One would imagine that logging has been largely solved at this point. Simple tasks, like, "Only print this message when we're in debug mode," seem like obvious, well-understood features for any logging library.

"LostLozz offers us a… different approach to this problem.

if ( LOG.isDebugEnabled() ) {
	try {
		Integer i = null;
		i.doubleValue();
	}
	catch ( NullPointerException e ) {
		LOG.debug(context.getIdentity().getToken() + " stopTime:"
				+ instrPoint.getDescription() + " , "
				+ instrPoint.getDepth(), e);
	}
}

If we're in debug mode, trigger a null pointer exception, and catch it. Then we can log our message, including the exception- presumably because we want the stack trace. Because there's not already a method for doing that (there is).
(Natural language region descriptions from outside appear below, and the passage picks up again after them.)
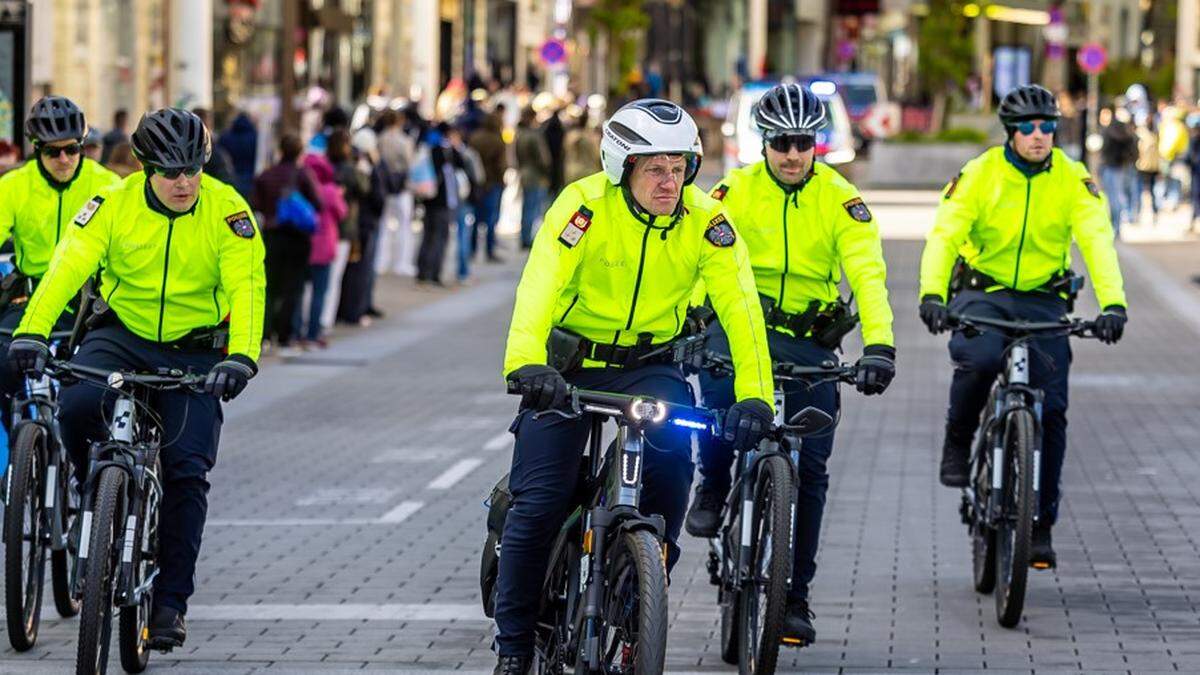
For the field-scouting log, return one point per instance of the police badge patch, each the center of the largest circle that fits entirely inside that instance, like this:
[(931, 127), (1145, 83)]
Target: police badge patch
[(858, 210), (88, 210), (576, 227), (241, 225), (952, 186), (720, 232)]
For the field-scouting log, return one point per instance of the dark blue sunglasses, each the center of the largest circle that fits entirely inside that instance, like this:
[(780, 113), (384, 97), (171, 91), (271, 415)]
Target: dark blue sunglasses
[(1026, 127)]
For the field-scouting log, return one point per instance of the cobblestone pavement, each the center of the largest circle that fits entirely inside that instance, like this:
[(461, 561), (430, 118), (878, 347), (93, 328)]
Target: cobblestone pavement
[(347, 508)]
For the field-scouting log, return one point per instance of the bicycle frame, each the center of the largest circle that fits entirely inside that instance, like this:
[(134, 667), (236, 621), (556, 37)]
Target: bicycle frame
[(613, 488)]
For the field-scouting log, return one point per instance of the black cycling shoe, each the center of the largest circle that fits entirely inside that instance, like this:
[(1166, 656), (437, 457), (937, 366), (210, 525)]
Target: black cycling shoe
[(798, 631), (513, 665), (955, 465), (705, 517), (1042, 555), (168, 629)]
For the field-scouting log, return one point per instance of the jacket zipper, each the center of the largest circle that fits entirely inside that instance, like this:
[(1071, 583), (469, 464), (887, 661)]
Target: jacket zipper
[(569, 308), (637, 285), (783, 279), (1025, 220), (166, 267), (58, 222)]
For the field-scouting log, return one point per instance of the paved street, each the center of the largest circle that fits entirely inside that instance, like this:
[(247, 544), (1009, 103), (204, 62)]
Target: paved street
[(347, 509)]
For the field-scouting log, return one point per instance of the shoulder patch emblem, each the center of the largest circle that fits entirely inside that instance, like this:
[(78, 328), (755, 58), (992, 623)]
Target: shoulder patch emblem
[(88, 210), (857, 209), (241, 225), (720, 232), (576, 227), (951, 186)]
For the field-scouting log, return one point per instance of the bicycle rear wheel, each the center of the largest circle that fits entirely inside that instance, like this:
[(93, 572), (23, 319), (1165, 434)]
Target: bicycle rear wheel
[(1014, 530), (765, 593), (24, 557), (634, 634), (135, 623), (96, 545)]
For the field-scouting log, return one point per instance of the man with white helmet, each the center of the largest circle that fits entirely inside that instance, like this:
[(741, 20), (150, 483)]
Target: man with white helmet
[(803, 225), (607, 285)]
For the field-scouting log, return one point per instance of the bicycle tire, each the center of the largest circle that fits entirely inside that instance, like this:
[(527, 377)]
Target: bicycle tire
[(24, 571), (132, 631), (765, 597), (731, 604), (96, 614), (983, 537), (63, 561), (1013, 539), (635, 557), (551, 647)]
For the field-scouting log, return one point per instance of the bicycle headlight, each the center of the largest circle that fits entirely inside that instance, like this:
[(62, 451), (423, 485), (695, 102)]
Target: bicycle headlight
[(645, 410)]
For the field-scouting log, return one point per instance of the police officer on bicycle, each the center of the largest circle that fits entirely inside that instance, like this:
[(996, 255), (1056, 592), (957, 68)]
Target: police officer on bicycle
[(178, 252), (37, 202), (1011, 215), (605, 288), (803, 223)]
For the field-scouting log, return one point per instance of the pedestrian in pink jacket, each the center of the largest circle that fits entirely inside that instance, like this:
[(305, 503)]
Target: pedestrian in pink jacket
[(324, 242)]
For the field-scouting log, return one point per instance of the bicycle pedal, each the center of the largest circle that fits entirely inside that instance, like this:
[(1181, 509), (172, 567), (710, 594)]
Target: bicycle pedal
[(795, 643)]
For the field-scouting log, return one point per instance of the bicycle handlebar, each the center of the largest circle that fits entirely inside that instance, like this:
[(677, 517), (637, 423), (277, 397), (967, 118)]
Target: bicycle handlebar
[(166, 378), (723, 365), (1077, 327)]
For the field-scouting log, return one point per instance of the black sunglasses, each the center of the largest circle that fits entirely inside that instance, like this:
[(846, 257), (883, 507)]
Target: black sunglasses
[(1026, 127), (52, 151), (172, 174), (786, 142)]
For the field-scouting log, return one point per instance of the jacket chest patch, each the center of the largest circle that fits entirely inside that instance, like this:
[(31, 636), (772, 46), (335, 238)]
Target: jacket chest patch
[(857, 209), (84, 216), (241, 225), (576, 227), (720, 232)]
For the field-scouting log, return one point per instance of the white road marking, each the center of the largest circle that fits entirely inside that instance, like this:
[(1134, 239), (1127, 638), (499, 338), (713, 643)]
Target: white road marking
[(393, 455), (455, 473), (498, 442), (401, 513), (336, 496), (337, 613)]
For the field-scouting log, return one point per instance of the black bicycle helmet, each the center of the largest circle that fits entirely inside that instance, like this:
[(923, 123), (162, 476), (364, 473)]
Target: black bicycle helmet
[(789, 109), (1029, 102), (55, 118), (172, 138)]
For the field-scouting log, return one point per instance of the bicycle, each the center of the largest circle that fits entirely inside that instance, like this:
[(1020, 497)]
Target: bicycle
[(604, 601), (751, 571), (1000, 506), (40, 507), (119, 524)]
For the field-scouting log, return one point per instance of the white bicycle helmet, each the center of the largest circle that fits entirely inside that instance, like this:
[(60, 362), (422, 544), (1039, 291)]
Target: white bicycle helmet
[(648, 126), (789, 109)]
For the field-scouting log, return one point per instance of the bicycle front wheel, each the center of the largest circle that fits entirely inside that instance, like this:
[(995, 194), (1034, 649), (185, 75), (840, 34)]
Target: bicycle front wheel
[(765, 593), (24, 556), (634, 634), (96, 545), (1015, 525)]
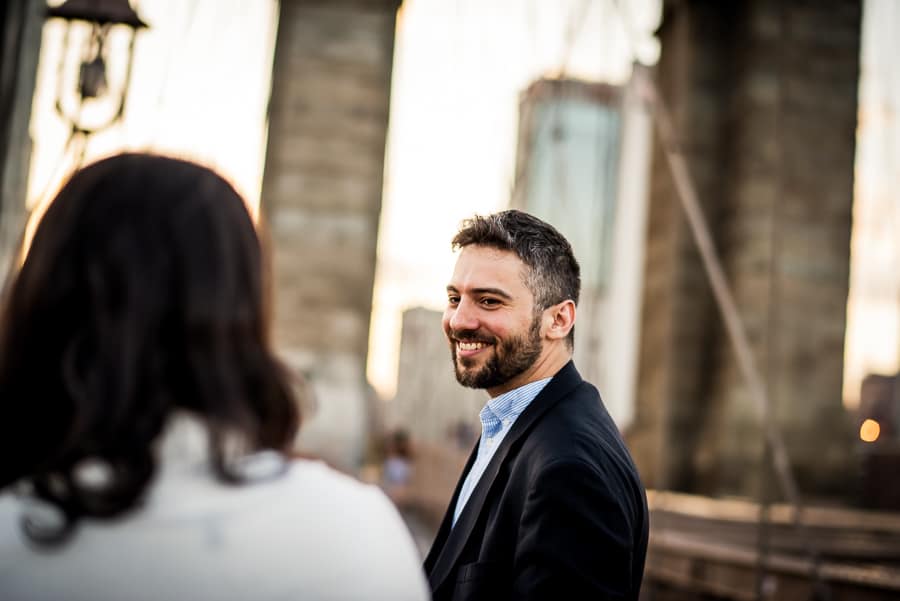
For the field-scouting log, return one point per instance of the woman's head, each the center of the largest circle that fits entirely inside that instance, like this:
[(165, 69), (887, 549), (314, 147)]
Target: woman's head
[(142, 294)]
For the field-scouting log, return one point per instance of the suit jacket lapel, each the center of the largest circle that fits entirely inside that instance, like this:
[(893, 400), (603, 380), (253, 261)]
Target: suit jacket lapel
[(447, 523), (564, 381)]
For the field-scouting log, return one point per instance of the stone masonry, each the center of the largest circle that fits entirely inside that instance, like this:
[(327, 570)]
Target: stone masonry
[(764, 96), (321, 200)]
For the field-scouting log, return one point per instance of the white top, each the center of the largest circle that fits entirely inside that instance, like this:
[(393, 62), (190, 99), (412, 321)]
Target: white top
[(309, 534)]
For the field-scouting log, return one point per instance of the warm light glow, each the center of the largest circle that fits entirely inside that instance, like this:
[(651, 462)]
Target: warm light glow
[(869, 431)]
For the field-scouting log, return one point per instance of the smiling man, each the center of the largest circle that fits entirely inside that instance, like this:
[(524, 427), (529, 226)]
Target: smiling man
[(550, 504)]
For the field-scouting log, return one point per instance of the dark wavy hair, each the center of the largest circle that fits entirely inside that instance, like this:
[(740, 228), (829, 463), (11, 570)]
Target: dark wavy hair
[(553, 274), (143, 293)]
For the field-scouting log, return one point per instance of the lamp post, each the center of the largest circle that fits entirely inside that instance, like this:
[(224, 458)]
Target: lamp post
[(90, 24)]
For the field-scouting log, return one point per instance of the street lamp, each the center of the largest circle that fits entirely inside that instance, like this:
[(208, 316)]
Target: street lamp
[(89, 24)]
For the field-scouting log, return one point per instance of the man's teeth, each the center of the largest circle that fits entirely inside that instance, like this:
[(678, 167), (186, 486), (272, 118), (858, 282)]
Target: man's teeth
[(470, 346)]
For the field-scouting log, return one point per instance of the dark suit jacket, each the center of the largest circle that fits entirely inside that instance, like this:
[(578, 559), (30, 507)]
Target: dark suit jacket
[(559, 513)]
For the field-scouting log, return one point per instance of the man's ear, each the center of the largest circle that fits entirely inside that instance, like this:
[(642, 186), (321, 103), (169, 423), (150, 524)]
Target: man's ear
[(559, 319)]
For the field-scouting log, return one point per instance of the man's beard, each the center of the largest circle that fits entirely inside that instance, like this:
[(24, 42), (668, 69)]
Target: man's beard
[(510, 358)]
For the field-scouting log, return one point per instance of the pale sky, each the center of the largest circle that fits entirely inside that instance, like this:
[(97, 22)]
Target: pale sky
[(459, 68)]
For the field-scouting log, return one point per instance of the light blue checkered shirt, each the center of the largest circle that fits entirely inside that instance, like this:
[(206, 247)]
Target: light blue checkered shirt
[(497, 418)]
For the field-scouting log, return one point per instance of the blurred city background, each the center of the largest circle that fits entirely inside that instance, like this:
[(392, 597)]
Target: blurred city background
[(763, 414)]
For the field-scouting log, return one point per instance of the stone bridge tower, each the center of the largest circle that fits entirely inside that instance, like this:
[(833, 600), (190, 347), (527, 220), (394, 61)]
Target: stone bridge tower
[(321, 200), (764, 96)]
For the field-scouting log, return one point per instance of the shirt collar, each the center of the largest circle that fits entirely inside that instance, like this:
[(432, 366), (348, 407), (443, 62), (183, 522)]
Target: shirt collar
[(502, 410)]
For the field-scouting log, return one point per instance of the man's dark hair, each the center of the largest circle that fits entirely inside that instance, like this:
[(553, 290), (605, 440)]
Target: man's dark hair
[(142, 295), (552, 273)]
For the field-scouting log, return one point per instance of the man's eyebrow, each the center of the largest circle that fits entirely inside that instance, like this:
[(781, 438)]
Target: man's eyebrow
[(494, 291)]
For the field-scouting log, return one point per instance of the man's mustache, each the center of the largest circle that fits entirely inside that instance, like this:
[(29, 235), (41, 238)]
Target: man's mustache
[(471, 336)]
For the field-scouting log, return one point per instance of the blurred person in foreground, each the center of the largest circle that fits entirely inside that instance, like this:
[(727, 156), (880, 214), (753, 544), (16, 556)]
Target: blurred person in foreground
[(549, 505), (146, 424)]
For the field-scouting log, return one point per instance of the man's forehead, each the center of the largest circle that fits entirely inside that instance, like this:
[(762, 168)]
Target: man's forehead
[(487, 267)]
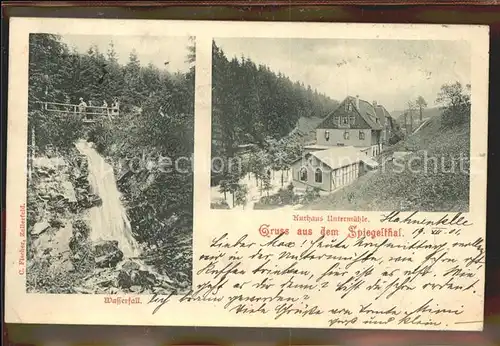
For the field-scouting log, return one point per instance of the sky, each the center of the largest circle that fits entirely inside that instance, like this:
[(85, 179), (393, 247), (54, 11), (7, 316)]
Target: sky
[(390, 72), (150, 49)]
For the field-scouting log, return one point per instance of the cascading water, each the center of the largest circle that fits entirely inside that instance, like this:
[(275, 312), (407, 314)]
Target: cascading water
[(108, 221)]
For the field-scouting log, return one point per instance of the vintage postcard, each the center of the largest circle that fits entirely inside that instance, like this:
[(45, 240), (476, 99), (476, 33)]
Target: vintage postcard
[(176, 173)]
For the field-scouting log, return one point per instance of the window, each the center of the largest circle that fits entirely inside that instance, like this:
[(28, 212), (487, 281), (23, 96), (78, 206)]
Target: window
[(303, 174), (318, 176)]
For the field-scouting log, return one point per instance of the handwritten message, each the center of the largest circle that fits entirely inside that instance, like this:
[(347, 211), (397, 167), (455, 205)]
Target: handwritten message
[(412, 272)]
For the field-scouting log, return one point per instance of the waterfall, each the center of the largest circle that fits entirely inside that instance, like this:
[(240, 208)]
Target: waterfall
[(108, 221)]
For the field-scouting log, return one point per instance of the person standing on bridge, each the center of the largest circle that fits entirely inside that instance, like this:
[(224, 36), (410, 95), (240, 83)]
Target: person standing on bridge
[(82, 106)]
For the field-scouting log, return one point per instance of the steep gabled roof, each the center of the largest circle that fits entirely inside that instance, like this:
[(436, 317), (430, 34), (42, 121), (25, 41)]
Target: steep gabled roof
[(366, 111)]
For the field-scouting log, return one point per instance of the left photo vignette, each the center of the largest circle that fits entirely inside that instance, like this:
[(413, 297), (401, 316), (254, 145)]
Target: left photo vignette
[(109, 205)]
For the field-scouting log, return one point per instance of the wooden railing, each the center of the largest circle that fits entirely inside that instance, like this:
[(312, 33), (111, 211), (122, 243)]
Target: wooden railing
[(87, 112)]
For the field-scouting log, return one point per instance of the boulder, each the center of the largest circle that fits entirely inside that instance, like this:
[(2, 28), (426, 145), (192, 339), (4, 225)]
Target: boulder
[(40, 227), (124, 280), (69, 191), (134, 277)]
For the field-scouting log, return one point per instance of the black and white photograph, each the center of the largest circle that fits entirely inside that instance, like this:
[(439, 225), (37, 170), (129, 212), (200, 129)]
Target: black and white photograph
[(340, 124), (109, 171)]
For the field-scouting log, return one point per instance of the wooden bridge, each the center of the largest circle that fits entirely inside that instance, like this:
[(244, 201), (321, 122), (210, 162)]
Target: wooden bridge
[(90, 114)]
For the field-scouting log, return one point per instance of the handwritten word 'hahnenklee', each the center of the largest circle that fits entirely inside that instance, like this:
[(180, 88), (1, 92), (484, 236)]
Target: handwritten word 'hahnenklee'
[(345, 274)]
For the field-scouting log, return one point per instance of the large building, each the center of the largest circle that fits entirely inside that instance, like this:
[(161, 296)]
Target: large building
[(330, 168), (355, 123)]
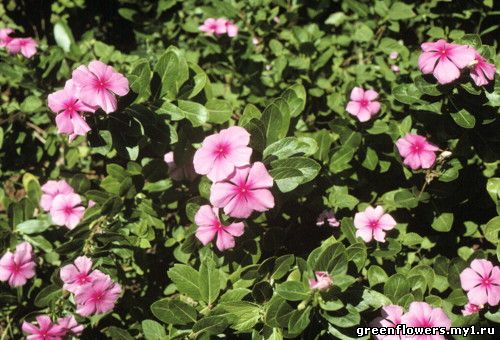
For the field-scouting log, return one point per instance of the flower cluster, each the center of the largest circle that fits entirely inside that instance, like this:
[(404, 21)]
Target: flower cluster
[(63, 204), (26, 46), (46, 329), (219, 26), (18, 267), (91, 87), (446, 60), (95, 292), (239, 187), (420, 314)]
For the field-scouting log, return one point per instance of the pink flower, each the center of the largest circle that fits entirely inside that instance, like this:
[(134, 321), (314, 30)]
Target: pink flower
[(394, 55), (323, 281), (4, 36), (221, 152), (231, 29), (77, 274), (98, 85), (371, 223), (70, 325), (207, 220), (97, 297), (214, 26), (46, 330), (363, 104), (27, 46), (329, 217), (391, 317), (18, 267), (51, 189), (481, 282), (470, 309), (483, 72), (66, 104), (417, 152), (444, 60), (245, 191), (421, 314), (179, 173), (66, 210)]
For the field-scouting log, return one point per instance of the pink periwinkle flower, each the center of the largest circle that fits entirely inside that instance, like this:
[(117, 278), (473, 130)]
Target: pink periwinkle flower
[(391, 317), (221, 152), (323, 281), (245, 191), (481, 282), (5, 36), (421, 314), (214, 26), (209, 225), (51, 189), (18, 267), (97, 297), (328, 217), (99, 83), (363, 104), (46, 330), (179, 172), (483, 72), (444, 60), (26, 46), (70, 325), (372, 223), (66, 104), (66, 210), (470, 309), (78, 273), (417, 151)]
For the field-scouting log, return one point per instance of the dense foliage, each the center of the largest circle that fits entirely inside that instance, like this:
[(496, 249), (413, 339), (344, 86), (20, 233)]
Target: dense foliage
[(299, 267)]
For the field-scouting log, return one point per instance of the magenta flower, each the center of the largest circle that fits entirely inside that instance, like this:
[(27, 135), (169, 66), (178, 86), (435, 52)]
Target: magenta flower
[(51, 189), (470, 309), (363, 104), (179, 173), (391, 317), (98, 84), (483, 72), (444, 60), (209, 225), (66, 210), (18, 267), (221, 152), (323, 281), (245, 191), (481, 282), (417, 152), (70, 325), (77, 274), (421, 314), (67, 106), (27, 46), (46, 330), (328, 217), (97, 297), (371, 223), (5, 36), (214, 26)]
I really "love" how much code this is to get to a really simple result. And this code doesn't appear in the codebase once, this is a standardized snippet for all logging. Our submitter didn't include any insight into what instrPoint may be, but I suspect it's a tracing object that's only going to make things more complicated. getDescription and getDepth seem to be information about what our execution state is, and since this snippet was widely reused, I suspect it's a property on a common-base class that many objects inherit from, but I'm just guessing. Guessing based on a real solid sense of where things can go wrong, but still a guess.